I can't figure it out though. obj is 0xc4940b8, but when we make a call to obj->PropagateMark() we end up trying to access memory at 0x18. Trying to access 0x18 would make sense to me if obj were NULL, 'cause then 0x18 would seem like a pretty reasonable offset from the instance address. But I don't understand how we're getting to 0x18 from 0xc4940b8. I've looked into resolving this myself and contributing code, but I can't make heads or tails of how we got to 0x18 (or 0x17 in some other crashes -- I think it's always been one or the other).

Edit: Crash log now attached to this report. Filename is zandronum-crash-0x18-memory-access (0001035).txt.

(0006223)
ZzZombo   
2013-04-05 01:22   
I guess you should have attached the full crash log, not only one file from it.
(0006224)
tehuser   
2013-04-05 02:02   
(edited on: 2013-04-05 02:13)
As far as I know the crash log is only one file?

Edit: I just looked through the crash catcher code and it looks to me like the only log created is the one I attached.
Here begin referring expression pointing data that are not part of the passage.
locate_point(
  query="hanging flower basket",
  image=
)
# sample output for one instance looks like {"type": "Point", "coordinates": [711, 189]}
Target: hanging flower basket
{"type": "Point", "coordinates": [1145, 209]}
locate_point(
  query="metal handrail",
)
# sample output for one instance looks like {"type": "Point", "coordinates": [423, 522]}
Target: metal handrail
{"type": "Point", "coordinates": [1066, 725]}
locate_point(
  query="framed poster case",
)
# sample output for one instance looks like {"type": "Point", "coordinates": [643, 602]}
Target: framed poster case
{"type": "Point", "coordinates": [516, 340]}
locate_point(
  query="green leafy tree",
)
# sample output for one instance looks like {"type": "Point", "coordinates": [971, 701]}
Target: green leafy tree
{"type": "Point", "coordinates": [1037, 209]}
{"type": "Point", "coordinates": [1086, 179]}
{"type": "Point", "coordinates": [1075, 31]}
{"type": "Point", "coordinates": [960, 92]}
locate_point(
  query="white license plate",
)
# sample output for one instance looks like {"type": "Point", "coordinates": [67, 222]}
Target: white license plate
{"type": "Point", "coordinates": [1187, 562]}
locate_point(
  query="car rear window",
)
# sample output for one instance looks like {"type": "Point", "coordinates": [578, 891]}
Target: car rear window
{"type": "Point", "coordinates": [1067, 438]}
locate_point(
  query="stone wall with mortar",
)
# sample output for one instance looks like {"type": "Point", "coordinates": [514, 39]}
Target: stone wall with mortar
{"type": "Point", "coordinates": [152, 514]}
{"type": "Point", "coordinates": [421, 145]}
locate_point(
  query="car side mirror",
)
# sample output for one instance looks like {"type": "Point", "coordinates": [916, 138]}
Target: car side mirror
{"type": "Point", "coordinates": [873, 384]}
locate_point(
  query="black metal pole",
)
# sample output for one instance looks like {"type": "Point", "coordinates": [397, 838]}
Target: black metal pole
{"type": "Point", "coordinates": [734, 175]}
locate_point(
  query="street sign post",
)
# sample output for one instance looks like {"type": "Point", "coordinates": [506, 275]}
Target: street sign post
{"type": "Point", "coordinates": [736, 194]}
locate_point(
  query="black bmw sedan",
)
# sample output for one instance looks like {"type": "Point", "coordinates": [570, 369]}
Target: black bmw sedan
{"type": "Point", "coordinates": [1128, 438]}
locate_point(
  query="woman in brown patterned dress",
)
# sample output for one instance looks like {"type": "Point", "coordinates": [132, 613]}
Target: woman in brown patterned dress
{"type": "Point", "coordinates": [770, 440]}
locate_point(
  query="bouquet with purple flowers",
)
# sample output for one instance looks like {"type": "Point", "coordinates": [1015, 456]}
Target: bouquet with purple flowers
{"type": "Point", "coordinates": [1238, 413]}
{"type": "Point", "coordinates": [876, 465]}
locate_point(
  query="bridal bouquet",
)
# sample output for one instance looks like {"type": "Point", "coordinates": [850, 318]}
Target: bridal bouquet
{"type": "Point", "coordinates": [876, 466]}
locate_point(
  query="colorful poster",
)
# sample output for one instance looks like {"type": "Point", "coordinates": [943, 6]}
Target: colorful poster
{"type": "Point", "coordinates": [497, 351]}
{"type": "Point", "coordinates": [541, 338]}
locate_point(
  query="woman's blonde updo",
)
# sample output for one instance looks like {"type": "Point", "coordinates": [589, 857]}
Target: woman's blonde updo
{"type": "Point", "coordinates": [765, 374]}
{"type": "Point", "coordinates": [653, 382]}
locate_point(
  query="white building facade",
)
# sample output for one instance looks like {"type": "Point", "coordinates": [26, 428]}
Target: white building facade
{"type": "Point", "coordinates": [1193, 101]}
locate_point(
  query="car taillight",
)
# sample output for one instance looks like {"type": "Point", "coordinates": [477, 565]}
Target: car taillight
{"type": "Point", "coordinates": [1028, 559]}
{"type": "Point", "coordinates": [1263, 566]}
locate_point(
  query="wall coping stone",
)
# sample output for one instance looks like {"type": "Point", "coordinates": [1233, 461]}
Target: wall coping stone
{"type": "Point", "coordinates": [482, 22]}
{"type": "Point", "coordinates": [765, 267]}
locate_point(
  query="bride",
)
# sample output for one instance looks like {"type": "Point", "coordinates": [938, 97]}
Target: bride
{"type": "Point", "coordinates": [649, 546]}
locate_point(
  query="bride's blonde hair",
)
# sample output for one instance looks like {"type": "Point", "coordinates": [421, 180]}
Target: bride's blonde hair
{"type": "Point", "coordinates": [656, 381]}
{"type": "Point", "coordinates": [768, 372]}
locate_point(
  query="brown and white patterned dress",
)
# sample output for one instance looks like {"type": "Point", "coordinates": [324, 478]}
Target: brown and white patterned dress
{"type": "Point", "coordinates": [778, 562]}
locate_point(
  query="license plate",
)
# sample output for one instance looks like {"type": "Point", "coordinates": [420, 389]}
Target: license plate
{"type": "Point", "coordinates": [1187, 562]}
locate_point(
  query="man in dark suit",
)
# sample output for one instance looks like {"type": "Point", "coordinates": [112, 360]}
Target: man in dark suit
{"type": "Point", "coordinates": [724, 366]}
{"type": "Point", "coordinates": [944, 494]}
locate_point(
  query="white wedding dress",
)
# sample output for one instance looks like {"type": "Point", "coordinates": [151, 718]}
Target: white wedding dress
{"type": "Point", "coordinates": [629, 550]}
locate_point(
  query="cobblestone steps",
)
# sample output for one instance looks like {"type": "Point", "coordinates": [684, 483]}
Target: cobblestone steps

It could be that it differs for Zandronum 1.1, 'cause I know the crash catcher code changed. Are you requesting that I change the crash catcher code somehow?

(0006225)
tehuser   
2013-04-05 03:53   
(edited on: 2013-04-05 03:59)
On second thought, I may have an explanation. obj is non-null in the previous call to PropagateMark(), but it makes a recursive call to itself, setting Gray = obj->GCNext(). This call would be made even if obj->GCNext() == NULL. When we make the recursive call, we use Gray as our obj. Thus, if the parent object's GCNext() was NULL, when we make the recursive call to PropagateMark(), we end up copying NULL into obj. We never check if obj == NULL, so this scenario could lead to a crash.

That's my theory. The question is, what's the right way to solve it? Just return 0 if obj == NULL?

(0006256)
Torr Samaho   
2013-04-06 18:36   
I think this kind of situation should not occur in the garbage collector. Can you compile in full debug mode (CMAKE_BUILD_TYPE=Debug) and see if you get more information?

Quote from tehuser
As far as I know the crash log is only one file?
That's correct. Under Linux there is only one file. The Windows crash logs consist of several files.
(0006262)
tehuser   
2013-04-06 21:57   
(edited on: 2013-04-06 22:02)
I'll look into running a full debug build. I tried that previously with kpatch, but I changed course since it seemed to frequently quit due to failed asserts. Worst case though, I should be able to change asserts so that they just printf() and continue running.

As another note, I change my explanation as to why we're seeing a memory access to 0x18. If a second, recursive call is being made to PropagateMark(), as I previously thought, it should be listed twice in the call stack. But it's not. So, it looks to me like we're somehow going from 0xc4940b8 to 0x18 within the same PropagateMark() call.

Oh, also, this code is single threaded, right? I know there were two threads running at the time of crash, but one thread appears to just be SDL. Everything within the Zandronum server is just within one thread, right?